Hunter pulled his hand away and massaged his bruised wrist. "Dan."

"Alright, alright, Jesus Christ," she muttered. "I sent him into the Gray."

He felt like he'd been smacked right in between the eyes. The headache of a heart beat knocking against his skull amplified and made his stomach flip. Into the Gray, he thought. It was too early for that, Grace was ready for war, but he didn't know Hera was. And if Dan encountered someone he knows, then…this would be bigger than the problem of a war.

His brother wouldn't trust him anymore.

She cocked her head and faked a smile. "Is everything okay, Huntsy?

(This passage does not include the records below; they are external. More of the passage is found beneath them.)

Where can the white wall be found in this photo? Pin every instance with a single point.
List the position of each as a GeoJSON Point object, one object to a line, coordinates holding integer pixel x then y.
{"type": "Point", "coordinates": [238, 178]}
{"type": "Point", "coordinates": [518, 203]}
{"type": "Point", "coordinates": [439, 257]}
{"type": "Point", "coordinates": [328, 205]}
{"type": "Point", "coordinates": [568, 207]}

Do you miss your little brother?"

"Maybe he's going to drown in the river and do us all a favour," the red armed boy smirked.

Hunter clenched his jaw. He knew when someone was dangerous, and this boy oozed it. Axes and mask were going to be needed for him. "I'm going to go train."

Grace snapped her fingers and the office doors slammed shut. "I don't think you will." She stood up and strode towards the large windows, the Gray a canvas in their perfect glass. "Watch the show, Hunter. Your brother is about to do something spectacular."